Even with the inclusion of Plaintiffs' additional and clarified facts, a magistrate judge could still have found probable cause to issue an arrest warrant by a preponderance of the evidence. First, regardless whether Jones was standing or kneeling at the time Officer Hara discovered her, Jones admitted to urinating on herself in public after having left a restaurant. Further, the fact that Plaintiffs were cooperative and that they were seeking to retire to a local hotel or take a taxi home does not impact whether Plaintiffs had committed or were in the act of committing the crime of which they were accused. Similarly, including that Gray was "half running half walking" instead of "staggering" does not negate the fact that she smelled strongly of alcoholic beverages and that she blew a preliminary breath test of .227%. Finally, Plaintiffs' assertion that neither party was creating a disturbance is conclusory and, as Defendants correctly note, a legal question left to the Magistrate Judge to determine based on the facts presented in the officers' warrant affidavit. (D.I. 12 at 3.)
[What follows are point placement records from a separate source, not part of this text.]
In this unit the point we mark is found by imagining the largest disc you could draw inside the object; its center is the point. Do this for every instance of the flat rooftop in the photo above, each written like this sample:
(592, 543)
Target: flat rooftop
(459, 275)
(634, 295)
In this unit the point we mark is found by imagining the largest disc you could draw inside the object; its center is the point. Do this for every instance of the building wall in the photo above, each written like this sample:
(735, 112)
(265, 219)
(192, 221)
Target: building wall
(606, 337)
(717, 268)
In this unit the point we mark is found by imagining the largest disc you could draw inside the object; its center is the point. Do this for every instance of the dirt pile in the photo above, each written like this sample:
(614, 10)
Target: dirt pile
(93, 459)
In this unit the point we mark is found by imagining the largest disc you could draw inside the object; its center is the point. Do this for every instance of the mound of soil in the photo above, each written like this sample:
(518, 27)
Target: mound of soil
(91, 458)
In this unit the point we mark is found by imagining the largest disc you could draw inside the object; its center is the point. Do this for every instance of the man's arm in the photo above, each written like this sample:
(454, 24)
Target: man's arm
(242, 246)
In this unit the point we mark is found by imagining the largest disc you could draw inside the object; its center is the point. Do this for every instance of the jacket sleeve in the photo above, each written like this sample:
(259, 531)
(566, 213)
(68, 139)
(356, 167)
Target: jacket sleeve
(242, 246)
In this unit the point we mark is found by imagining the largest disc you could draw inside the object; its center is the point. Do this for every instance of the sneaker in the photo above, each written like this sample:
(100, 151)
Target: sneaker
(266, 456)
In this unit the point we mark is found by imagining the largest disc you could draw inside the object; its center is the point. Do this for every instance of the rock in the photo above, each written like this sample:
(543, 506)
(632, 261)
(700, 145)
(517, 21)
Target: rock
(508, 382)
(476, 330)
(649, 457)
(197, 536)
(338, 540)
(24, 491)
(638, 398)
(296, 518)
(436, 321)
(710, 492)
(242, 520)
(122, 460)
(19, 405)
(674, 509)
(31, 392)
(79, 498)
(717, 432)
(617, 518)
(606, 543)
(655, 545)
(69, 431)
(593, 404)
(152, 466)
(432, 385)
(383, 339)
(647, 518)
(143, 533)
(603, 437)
Even on the basis of Plaintiffs' reconstructed affidavit, the facts and circumstances know to Officer Hara were "sufficient in themselves to warrant a reasonable person to believe that an offense" had been committed by Jones. See Orsatti, 71 F.3d at 483. Thus, the court finds that the officers' warrant affidavit was properly supported by probable cause despite the alleged false statements and omissions.

B. Defendants are Protected by Qualified Immunity.

"The doctrine of qualified immunity protects government officials from liability for civil damages insofar as their conduct does not violate clearly established statutory or constitutional rights of which a reasonable person would have known." Pearson v. Callahan, 555 U.S. 223, 231 (2009) (internal quotations omitted). The appropriate analysis to determine whether qualified immunity applies is whether the plaintiff has established facts that "make out a violation of a constitutional right" and whether that right was "clearly established" at the time of the alleged misconduct. Saucier v. Katz, 533 U.S. 194, 201 (2001).

Plaintiffs have not established that the officers violated their constitutional rights. The court has found that the officers' affidavit contained the requisite probable cause needed to supports their warrant application. The court finds that the Defendants did not violate Plaintiffs' constitutional rights and, therefore, are protected by the doctrine of qualified immunity.

V. CONCLUSION

For the aforementioned reasons, Defendants' motion to dismiss is GRANTED.

FootNotes


1. Tellingly, Plaintiffs do not allege in their Complaint that Jones was standing at the time she encountered Officer Hara. In deciding a motion to dismiss, the court generally considers only the allegations contained in the complaint, exhibits attached to the complaint, and matters of public record. See Pension Benefit Guar. Corp. v. White Consol. Indus., Inc., 998 F.2d 1192, 1196 (3d Cir. 1993). When "matters outside the pleading are presented to and not excluded by the court, the motion shall be treated as one for summary judgment and disposed of as provided in Rule 56." Fed. R. Civ. P. 12(d); see also In re Burlington Coat Factory Sec. Litig., 114 F.3d 1410, 1426 (3d Cir. 1997) ("[A] district court ruling on a motion to dismiss may not consider matters extraneous to the pleadings."). Therefore, the court's decision will not consider Jones' argument that she was standing.